The variable LLMDBENCH_VLLM_COMMON_ENABLE_SLEEP_MODE must be set to true in order to run sleep/wake benchmarks.

The variable LLMDBENCH_VLLM_STANDALONE_PREPROCESS must be set to the above value for the nop harness in order to install load format dependencies, export additional environment variables and pre-serialize models when using the tensorizer load format.

The preprocess scripts will run in the vLLM standalone pod before the vLLM server starts.

An additional container can be added to standalone mode that starts the inference launcher from https://github.com/llm-d-incubation/llm-d-fast-model-actuation/blob/main/inference_server/launcher/launcher.py

This launcher is contained in an image that also contains vLLM.

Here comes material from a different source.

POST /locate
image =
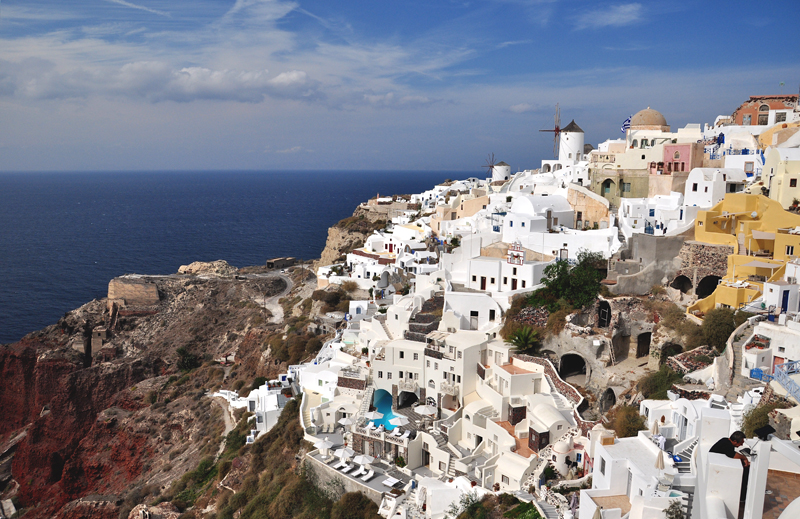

The environment variables to set are:

Environment Variable Example Values
LLMDBENCH_VLLM_STANDALONE_LAUNCHER true, false default is false, it will enable the launcher container
LLMDBENCH_VLLM_STANDALONE_LAUNCHER_PORT 8001 etc default is 8001, the launcher will listen on this port
LLMDBENCH_VLLM_STANDALONE_LAUNCHER_VLLM_PORT 8002 etc default is 8002, the vLLM server started byt the launcher will wait on this port

When using the launcher, the nop harness will create a report with both the standalone vLLM server and the launched vLLM server metrics. The launcher image with vLLM will be used in both cases as well as all the env. variables to ensure they run under the same scenario.